Ce que recommande le CESE

Pour pallier cette situation, le CESE formule donc une série de recommandations. Il préconise ainsi, la mise en place d'une stratégie nationale intégrée pour le secteur de la construction navale. Cette stratégie doit inclure les différents programmes et plans sectoriels pertinents, tout en prenant en compte les divers aspects qui influencent la performance, l’attractivité et la compétitivité de l’offre nationale dans ce domaine.

Dans le cadre de cette future stratégie, le CESE propose d’adopter une approche progressive à court et moyen terme. Celle-ci devra mettre l'accent sur les activités à forte dynamique et à la portée du Maroc en termes de technologie, de compétences et d'infrastructures. L'objectif serait de cibler à la fois le marché local et les marchés d'exportation, en particulier ceux du bassin méditerranéen et de la façade atlantique de l'Afrique.



Ainsi au cours de cette première phase, il est recommandé selon M. Chami de se concentrer sur des activités moins complexes telles que la modernisation, la réparation d'urgence, la maintenance programmée, et le démantèlement des navires. Parallèlement, il serait crucial de renforcer les capacités du secteur dans la construction et la transformation de petits et moyens navires, des activités nécessitant des technologies proches des capacités que le Maroc maîtrise déjà dans des secteurs tels que l'automobile, l'aéronautique et l'électronique.

Poser progressivement les bases d'une industrie navale

«Une telle approche permettrait ainsi de poser les bases d'une industrie navale compétitive tout en exploitant les forces technologiques et industrielles existantes du pays. Ensuite, il serait possible de cibler des activités à forte valeur ajoutée lors d'une phase ultérieure, après l'atteinte des objectifs de la première étape et une évaluation des résultats obtenus», explique le président du Conseil.

En attendant la mise en place de cette stratégie ambitieuse, les autorités publiques ne comptent pas rester les bras croisés. Elles ont déjà pris une série de mesures anticipatives visant à développer le domaine de la construction navale. Parmi ces initiatives, un plan directeur a été mis en place pour renforcer les infrastructures portuaires dédiées aux activités de construction et de réparation navales.

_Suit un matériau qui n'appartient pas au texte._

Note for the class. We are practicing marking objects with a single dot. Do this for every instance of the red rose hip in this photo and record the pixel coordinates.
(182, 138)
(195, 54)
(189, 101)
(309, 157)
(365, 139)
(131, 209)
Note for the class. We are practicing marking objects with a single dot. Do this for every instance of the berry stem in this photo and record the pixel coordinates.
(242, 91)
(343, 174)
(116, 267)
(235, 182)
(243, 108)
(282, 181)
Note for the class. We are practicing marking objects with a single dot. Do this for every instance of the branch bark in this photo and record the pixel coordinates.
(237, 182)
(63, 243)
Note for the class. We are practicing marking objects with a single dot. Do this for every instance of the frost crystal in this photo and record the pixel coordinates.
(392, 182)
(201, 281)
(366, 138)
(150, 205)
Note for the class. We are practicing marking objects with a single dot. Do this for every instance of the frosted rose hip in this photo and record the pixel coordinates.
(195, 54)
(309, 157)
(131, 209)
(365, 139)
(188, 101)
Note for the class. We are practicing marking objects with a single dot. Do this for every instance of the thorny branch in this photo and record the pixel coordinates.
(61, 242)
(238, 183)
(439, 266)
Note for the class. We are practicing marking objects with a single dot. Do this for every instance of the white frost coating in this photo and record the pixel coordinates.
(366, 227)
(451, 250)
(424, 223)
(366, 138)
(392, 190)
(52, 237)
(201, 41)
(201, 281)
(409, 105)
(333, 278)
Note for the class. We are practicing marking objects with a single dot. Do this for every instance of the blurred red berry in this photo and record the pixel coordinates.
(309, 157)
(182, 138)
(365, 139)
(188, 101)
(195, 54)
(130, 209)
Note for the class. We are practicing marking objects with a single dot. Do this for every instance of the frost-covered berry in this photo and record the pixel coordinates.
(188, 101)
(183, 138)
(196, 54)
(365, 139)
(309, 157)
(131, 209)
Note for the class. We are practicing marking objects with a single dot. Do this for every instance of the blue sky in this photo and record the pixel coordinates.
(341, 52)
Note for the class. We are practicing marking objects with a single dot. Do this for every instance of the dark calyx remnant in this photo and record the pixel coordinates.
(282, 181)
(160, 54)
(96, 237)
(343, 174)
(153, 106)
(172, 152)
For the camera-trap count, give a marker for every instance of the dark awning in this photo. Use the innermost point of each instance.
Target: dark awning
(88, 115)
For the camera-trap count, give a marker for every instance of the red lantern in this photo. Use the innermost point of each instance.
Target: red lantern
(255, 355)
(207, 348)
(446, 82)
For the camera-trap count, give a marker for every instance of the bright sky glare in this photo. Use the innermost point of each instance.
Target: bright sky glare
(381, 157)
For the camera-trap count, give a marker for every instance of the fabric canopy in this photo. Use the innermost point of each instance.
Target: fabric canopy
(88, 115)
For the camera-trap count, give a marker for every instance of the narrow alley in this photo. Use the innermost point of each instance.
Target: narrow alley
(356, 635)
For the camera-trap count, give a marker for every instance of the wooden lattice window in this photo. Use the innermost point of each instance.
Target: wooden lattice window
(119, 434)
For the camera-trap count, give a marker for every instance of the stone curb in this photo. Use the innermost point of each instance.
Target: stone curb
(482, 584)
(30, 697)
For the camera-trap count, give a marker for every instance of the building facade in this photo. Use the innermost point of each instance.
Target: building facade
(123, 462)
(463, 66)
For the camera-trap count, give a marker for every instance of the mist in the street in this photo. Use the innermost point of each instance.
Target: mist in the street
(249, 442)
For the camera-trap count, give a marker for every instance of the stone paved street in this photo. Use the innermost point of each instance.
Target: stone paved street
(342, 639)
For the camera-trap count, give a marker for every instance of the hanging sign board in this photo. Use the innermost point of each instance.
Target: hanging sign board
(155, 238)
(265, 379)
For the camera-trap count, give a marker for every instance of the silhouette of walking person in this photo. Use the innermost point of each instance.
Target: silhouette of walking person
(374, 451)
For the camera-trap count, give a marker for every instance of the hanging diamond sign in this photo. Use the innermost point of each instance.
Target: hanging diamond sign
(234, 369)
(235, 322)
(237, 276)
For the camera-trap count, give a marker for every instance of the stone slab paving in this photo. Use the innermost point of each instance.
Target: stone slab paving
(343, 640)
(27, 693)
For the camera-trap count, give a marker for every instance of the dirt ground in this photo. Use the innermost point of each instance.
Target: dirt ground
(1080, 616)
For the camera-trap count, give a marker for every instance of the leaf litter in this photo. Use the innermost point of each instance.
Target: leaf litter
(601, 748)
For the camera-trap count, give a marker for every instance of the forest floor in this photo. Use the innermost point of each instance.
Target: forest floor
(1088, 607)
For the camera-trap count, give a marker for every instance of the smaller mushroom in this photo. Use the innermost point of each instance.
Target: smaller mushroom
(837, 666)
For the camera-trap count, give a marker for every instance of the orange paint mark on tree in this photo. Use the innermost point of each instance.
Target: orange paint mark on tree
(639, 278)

Un Cluster de l’industrie navale déjà créé

De même, M. Chami rappelle qu’une banque de projets a été créée pour encourager les investissements dans la construction et la réparation des navires, dans le but de stimuler les investissements et de les orienter vers ce secteur prometteur. Le nouveau Pacte d'investissement a également inclus la construction, la réparation et le démantèlement des navires parmi les métiers d’avenir, en tant qu'activités susceptibles de devenir des axes stratégiques pour la montée en gamme.

Par ailleurs, il a été procédé en 2023 à la création, du «Cluster de l’industrie navale». Cette initiative vise à développer le secteur selon une approche intégrée basée sur le renforcement des infrastructures, le développement du capital humain, la recherche et l'innovation, ainsi que la promotion du secteur.